Qualifying times showed how fast the Ferrari cars were with Donohue, in his 5-liter 512M, turning in the fastest time but Mario Andretti was very close behind (by about a second) in his 3-liter 312 P. The best the 917 Porsches could do was third and fourth on the grid with times several seconds slower than Donohue and Andretti and fifth on the grid was the 3-liter Alfa T33/3 of Galli and Stommelen. With two 3-liter cars in the top five on the grid it was apparent that lighter weight and better agility were more than a match for the big 917s and 512s but could they survive the very rough Sebring circuit and what some called “The 12-Hour Grind.”
To many Donohue’s qualifying time was extraordinary because he drove with a heavily bandaged ankle that some thought might be broken. The injury occurred several days earlier when he was helping load the car for the race and accidentally stepped into a drain near the Penske shop in Newton Square, Pennsylvania.
With Donohue limping around on a swollen and very painful ankle his ability to drive at Sebring was in doubt. That is when Roger Penske took over and decided that if Donohue couldn’t drive then he would. Calls were immediately made to the national HQ of Sports Car Club of America to see about renewing Penske’s national and FIA license which had expired seven years earlier when he retired from racing.

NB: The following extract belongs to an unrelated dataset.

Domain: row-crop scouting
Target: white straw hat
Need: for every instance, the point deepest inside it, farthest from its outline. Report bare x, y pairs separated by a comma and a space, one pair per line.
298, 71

Several licensing rules were waived and the SCCA justified it based on Penske’s long and illustrious driving record before he retired. Just to cover their butts the SCCA told Penske that he would be observed by stewards during practice at Sebring and if they felt he did not have what it took to drive they would remove him.
As it turned out Donohue’s ankle was not broken and he even drove the transporter all the way from Pennsylvania to Sebring having only to stop twice for mechanical issues with the transporter.
To make sure that the sprained ankle didn’t get any worse during the race Penske talked to Alec Ulmann and Ulmann arranged to have Miami Dolphins trainer Bob Lundy check Donohue out and properly wrap the ankle. Lundy was working in the track hospital trailer during the race and every time Donohue turned over the car to co-driver David Hobbs Lundy would come over to the pits to see how Donohue was doing and tend to him if needed. You must wonder if Lundy would have done the same for one of the drivers who drove an MGB in the race?
Also on the grid, with all that exotic machinery (Ferraris, Alfas, Porsches), was enough American iron to make any American racing fan happy. A half dozen Corvettes were among the top 25 qualifiers and in that group, was legendary Corvette driver John Greenwood who would share driving duties with TV personality Dick Smothers. Within two years Greenwood would be referred to as “The Sebring Angel” because he literally would save the Sebring race from the trash heap of history.
Just ahead of the Greenwood Corvette, in 14th position on the grid, was the 7-liter Vette of Don Yenko, Tony DeLorenzo and Jerry Thompson. Like Greenwood all three of these men would eventually become legends in Corvette racing. There were four other Corvettes on the grid and all six were among the top 25 qualifiers.